Self-absorption. Trouble brews as each party, despite starting with the best intentions, concentrates on its own agenda. The customer feels that it has passed responsibility to another so it can focus energy and time on more strategic aspects of the business. The vendor has its own priorities, not always at one with the customer's.
Inequality. Many outsourcing partnerships deepen and expand with time as companies acquire a taste for easy access to otherwise scarce expertise. In itself, this is not a problem. But companies should watch that they don't let go of areas they did not intend to outsource, or develop a dependency that delivers too much bargaining power to the outsourcer when it comes time to renegotiate contracts.
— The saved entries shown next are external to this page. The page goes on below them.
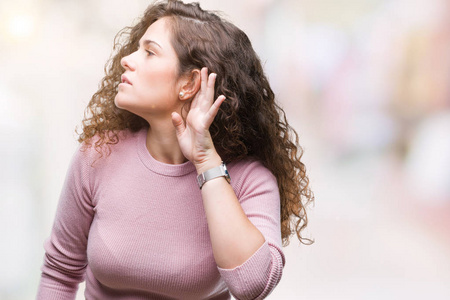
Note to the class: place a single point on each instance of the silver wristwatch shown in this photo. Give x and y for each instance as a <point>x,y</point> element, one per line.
<point>213,173</point>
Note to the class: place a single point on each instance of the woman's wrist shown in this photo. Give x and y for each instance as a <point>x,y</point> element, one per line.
<point>207,163</point>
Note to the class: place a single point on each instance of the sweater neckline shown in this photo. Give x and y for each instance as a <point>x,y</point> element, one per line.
<point>156,166</point>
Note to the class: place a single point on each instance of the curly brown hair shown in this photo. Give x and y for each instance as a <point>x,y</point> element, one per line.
<point>249,124</point>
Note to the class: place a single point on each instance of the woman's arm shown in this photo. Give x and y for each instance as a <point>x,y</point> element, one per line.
<point>249,261</point>
<point>65,250</point>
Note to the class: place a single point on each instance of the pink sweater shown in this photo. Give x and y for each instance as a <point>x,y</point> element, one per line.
<point>135,228</point>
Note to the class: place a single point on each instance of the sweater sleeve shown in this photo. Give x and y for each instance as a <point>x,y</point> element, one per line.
<point>65,250</point>
<point>258,194</point>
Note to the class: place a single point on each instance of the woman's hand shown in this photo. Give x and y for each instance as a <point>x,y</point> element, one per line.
<point>193,136</point>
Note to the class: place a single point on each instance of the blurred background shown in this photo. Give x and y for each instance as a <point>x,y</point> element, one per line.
<point>364,82</point>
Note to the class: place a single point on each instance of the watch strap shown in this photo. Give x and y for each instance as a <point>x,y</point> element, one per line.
<point>219,171</point>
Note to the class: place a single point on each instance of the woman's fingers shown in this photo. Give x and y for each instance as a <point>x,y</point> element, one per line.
<point>178,123</point>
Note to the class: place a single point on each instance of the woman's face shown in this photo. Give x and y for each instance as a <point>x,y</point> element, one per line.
<point>150,84</point>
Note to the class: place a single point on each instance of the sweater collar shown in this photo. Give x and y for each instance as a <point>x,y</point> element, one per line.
<point>157,166</point>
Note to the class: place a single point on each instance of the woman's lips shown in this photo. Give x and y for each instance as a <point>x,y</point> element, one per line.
<point>125,80</point>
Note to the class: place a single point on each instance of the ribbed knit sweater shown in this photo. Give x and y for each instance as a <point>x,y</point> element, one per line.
<point>135,228</point>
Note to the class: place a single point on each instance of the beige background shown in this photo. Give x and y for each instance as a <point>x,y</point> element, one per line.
<point>364,82</point>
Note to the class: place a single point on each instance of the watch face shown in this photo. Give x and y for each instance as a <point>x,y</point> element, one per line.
<point>227,175</point>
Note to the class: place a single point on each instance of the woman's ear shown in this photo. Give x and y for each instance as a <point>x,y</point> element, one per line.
<point>190,85</point>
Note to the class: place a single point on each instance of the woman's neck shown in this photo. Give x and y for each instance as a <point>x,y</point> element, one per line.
<point>162,143</point>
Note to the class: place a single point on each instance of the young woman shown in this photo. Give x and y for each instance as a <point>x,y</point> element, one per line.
<point>188,179</point>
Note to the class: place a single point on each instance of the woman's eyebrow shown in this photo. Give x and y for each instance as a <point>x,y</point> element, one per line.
<point>147,42</point>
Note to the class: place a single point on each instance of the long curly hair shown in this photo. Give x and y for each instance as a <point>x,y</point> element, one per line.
<point>249,123</point>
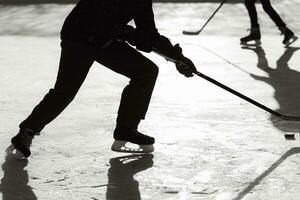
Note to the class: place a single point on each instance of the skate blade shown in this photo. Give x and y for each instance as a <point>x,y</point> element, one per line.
<point>127,147</point>
<point>251,43</point>
<point>291,136</point>
<point>13,152</point>
<point>291,41</point>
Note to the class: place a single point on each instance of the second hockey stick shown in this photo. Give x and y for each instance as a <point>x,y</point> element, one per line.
<point>198,32</point>
<point>279,115</point>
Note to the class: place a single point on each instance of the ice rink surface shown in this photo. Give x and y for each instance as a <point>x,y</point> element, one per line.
<point>210,144</point>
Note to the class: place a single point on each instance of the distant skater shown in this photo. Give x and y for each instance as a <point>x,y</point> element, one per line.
<point>289,36</point>
<point>98,30</point>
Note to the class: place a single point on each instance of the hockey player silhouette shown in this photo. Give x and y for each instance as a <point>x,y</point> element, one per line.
<point>99,31</point>
<point>289,36</point>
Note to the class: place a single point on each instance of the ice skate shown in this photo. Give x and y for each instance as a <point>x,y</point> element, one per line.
<point>289,36</point>
<point>253,36</point>
<point>22,142</point>
<point>132,141</point>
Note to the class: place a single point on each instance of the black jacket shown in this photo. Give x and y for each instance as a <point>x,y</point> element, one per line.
<point>99,21</point>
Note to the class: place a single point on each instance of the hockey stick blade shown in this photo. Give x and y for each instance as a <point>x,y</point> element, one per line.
<point>198,32</point>
<point>228,89</point>
<point>191,32</point>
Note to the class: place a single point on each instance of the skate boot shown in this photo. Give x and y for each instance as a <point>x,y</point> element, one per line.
<point>253,36</point>
<point>22,141</point>
<point>289,36</point>
<point>132,141</point>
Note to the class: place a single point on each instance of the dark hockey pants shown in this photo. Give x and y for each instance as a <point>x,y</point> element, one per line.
<point>250,5</point>
<point>75,63</point>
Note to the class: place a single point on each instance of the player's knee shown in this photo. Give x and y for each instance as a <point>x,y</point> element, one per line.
<point>62,94</point>
<point>267,7</point>
<point>151,71</point>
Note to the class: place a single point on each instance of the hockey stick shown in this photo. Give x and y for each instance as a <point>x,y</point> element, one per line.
<point>279,115</point>
<point>198,32</point>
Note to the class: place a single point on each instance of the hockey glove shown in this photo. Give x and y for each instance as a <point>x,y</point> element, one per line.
<point>135,37</point>
<point>174,54</point>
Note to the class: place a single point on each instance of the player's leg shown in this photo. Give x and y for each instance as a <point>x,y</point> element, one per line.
<point>289,36</point>
<point>74,65</point>
<point>142,72</point>
<point>254,30</point>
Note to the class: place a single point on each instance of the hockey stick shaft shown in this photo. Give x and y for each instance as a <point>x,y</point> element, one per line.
<point>198,32</point>
<point>279,115</point>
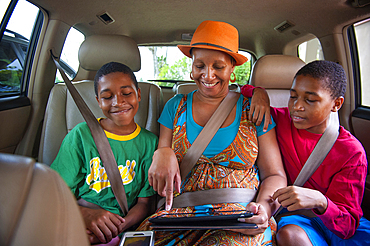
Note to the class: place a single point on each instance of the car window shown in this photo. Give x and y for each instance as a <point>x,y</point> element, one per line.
<point>14,45</point>
<point>362,34</point>
<point>167,65</point>
<point>310,51</point>
<point>69,57</point>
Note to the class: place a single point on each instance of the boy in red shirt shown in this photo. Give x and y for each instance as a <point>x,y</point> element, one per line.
<point>334,192</point>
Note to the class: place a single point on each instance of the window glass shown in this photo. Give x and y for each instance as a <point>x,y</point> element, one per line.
<point>165,65</point>
<point>310,51</point>
<point>14,46</point>
<point>362,32</point>
<point>69,57</point>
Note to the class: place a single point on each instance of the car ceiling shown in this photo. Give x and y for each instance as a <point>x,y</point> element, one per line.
<point>163,21</point>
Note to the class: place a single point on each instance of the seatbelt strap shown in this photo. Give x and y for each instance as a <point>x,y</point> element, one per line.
<point>101,142</point>
<point>205,136</point>
<point>196,150</point>
<point>319,153</point>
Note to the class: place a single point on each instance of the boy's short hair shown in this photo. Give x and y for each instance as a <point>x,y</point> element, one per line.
<point>330,73</point>
<point>113,67</point>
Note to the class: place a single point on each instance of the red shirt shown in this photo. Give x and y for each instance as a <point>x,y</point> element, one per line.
<point>341,176</point>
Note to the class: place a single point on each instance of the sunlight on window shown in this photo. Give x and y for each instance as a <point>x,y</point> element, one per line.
<point>362,30</point>
<point>310,51</point>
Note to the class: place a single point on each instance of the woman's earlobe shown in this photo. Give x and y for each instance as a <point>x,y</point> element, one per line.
<point>338,102</point>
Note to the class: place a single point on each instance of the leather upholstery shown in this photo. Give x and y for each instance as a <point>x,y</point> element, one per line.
<point>275,73</point>
<point>62,114</point>
<point>37,207</point>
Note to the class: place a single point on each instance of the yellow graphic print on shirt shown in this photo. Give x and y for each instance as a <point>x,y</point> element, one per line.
<point>98,178</point>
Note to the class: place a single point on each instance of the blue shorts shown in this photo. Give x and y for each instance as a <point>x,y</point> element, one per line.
<point>320,235</point>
Noncooperation. Many companies rely on several outsourcing arrangements, yet the history of vendor cooperation is patchy — particularly if they are competitive. Similarly, most outsourcers profit by exploiting economies of scale — they want to get as much activity out of their infrastructure as possible. Often, it is not in the outsourcer's interest to integrate new technologies.
Pigheadedness. Issues of control also arise when the customer wants to modify the behavior of its service provider to meet a new business challenge. Often the outsourcer is the only party that understands what's needed to change the infrastructure. If they are enjoying economies of scale from serving multiple customers, resistance will be all the greater.
Lawlessness. Trouble escalates if employees on the customer side feel that the outsourcer's service levels fall below par. Things get messy when unhappy staffers take matters into their own hands and go off on technology tangents. Not properly coordinated, this creates interoperability problems — and ad hoc patch jobs are never large enough to benefit from economies of scale.